Unfortunately, this improved understanding of the biochemistry of addiction has yet to be translated into improvements in treatment. The latest figures from Britain’s National Treatment Agency suggest that only 11% of those who start treatment complete it and are drug-free after 12 weeks. A new approach that acknowledges the underlying biochemistry might improve this situation. And on October 11th and 12th delegates to a conference in London, organised by Food for the Brain, an educational foundation, heard accounts of such an approach. Its tools are not drugs but dietary changes. The theory is that providing food rich in the precursors of lost neurotransmitters will boost the levels of those chemicals, and thus reduce craving. At the moment, only preliminary trials have been carried out. But they look promising and if larger trials confirm them, a useful, new front in the war on addiction might open up.
Basically, when we're in withdrawal from heroin/nicotine/gambling/crack we get low on glutamine, a precursor of GABA. It's GABA's job to keep us relaxed. So when we don't get our fix we get anxious and don't sleep. But we can restore your glutamine levels by eating an amino acid called N-acetylcysteine (NAC) that's found in nuts and seeds. Then you can start messing with other neurotransmitters, like serotonin (start by eating stuff high in tryptophans, e.g. meat, brown rice, nuts, fish, milk). And it's good to eat DHA (found in omega-3 oils, i.e. salmon oil, flaxseed oil and so on).
So, you want to crave less--sweets, booze, crushing*? Eat fish and nuts with brown rice.
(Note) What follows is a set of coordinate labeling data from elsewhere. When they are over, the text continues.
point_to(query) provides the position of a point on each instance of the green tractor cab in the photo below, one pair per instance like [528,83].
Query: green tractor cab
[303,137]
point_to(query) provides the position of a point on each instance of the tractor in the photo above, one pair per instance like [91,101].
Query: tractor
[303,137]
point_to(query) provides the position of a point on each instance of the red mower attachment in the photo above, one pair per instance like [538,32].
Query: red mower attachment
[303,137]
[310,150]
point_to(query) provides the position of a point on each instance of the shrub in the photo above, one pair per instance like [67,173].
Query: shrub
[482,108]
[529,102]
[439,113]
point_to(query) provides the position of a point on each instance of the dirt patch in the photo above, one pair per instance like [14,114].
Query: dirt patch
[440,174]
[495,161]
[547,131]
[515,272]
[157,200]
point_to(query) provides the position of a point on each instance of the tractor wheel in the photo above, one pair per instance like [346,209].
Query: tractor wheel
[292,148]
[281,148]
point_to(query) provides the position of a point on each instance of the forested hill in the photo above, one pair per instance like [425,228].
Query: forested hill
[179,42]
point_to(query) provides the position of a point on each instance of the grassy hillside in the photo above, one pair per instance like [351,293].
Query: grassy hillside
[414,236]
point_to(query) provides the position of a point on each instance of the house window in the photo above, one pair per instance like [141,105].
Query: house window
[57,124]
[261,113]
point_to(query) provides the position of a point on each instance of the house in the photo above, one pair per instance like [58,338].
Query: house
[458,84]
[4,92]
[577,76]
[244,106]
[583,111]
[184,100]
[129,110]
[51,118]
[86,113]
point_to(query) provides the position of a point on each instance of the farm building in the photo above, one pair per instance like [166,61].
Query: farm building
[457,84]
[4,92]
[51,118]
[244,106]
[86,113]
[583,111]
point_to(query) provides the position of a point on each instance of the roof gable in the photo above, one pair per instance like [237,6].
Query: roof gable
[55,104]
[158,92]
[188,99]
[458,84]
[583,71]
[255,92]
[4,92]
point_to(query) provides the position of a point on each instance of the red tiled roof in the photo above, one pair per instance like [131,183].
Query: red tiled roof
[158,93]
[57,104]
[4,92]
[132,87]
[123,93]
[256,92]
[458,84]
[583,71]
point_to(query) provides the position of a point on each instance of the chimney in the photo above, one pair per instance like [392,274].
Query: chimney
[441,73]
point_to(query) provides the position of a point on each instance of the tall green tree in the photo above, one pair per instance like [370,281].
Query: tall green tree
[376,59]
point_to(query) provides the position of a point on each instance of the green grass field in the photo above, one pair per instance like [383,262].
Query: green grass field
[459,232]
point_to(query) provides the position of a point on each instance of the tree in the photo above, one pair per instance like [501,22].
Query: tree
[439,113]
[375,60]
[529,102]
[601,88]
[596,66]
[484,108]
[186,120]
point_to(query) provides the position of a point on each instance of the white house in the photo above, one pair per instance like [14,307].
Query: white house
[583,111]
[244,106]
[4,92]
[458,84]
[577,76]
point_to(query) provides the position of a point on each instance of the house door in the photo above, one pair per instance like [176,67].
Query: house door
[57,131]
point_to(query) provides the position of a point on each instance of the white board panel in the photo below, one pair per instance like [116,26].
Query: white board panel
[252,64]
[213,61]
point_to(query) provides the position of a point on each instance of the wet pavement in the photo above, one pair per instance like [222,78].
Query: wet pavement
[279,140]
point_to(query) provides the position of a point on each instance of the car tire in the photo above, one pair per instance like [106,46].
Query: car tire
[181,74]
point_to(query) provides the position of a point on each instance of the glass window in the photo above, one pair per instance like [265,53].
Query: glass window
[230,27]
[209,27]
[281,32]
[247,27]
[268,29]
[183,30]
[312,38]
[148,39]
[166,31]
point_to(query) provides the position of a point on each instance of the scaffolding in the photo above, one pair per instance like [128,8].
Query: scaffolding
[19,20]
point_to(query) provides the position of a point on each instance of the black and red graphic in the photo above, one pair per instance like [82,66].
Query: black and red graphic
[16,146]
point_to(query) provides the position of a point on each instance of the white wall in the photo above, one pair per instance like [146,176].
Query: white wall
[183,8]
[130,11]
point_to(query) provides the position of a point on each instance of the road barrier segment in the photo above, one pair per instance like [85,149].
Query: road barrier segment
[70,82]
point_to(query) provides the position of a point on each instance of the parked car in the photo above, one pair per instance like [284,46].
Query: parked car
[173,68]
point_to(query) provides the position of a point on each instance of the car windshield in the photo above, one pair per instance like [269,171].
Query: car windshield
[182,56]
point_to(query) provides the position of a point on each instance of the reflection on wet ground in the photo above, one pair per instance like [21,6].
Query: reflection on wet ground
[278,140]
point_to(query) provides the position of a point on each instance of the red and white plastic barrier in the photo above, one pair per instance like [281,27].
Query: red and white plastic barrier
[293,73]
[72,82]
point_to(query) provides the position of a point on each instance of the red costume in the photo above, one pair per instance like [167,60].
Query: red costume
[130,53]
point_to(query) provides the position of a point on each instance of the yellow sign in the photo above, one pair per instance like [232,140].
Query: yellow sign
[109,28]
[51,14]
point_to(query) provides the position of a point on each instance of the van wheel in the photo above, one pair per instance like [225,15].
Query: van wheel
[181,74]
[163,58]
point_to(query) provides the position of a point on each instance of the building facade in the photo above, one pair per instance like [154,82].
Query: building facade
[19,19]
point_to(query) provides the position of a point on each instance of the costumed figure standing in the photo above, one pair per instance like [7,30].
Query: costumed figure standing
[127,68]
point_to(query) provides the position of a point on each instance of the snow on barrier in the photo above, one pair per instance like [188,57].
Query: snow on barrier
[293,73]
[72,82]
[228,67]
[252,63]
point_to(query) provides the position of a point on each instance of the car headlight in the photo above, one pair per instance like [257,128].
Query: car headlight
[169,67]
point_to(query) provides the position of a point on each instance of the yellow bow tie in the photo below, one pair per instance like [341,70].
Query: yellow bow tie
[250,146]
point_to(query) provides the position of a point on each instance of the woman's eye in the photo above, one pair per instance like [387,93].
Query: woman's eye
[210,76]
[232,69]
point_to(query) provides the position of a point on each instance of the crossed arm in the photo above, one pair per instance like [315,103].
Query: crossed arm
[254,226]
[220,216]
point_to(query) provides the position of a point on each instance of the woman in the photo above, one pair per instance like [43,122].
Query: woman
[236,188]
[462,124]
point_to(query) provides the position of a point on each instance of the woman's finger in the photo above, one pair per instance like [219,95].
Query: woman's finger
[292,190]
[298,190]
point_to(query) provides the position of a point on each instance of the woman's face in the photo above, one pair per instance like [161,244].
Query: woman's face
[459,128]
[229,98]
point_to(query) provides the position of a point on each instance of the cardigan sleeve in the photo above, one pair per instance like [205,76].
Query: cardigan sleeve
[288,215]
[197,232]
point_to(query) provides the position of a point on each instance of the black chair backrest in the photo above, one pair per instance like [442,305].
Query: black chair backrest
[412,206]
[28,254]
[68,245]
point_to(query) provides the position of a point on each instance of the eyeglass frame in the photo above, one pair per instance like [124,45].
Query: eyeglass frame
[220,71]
A lot. Eat salads with flaxseed oil and seeds. Take fish oil supplements (but take them with food or you'll be tasting those little buggers all day). Drink milk (urk, hate milk; love cream, though, wonder if that works...). I bet you'll feel better. I know I feel a lot calmer when I eat this kind of food. Anyway, just thought I'd share.
* The more I think about Karina's recent posts on crushes, the more I think crushing (sometimes) might be a form of addiction, a relatively harmless/cost free way to light up the pleasure circuits.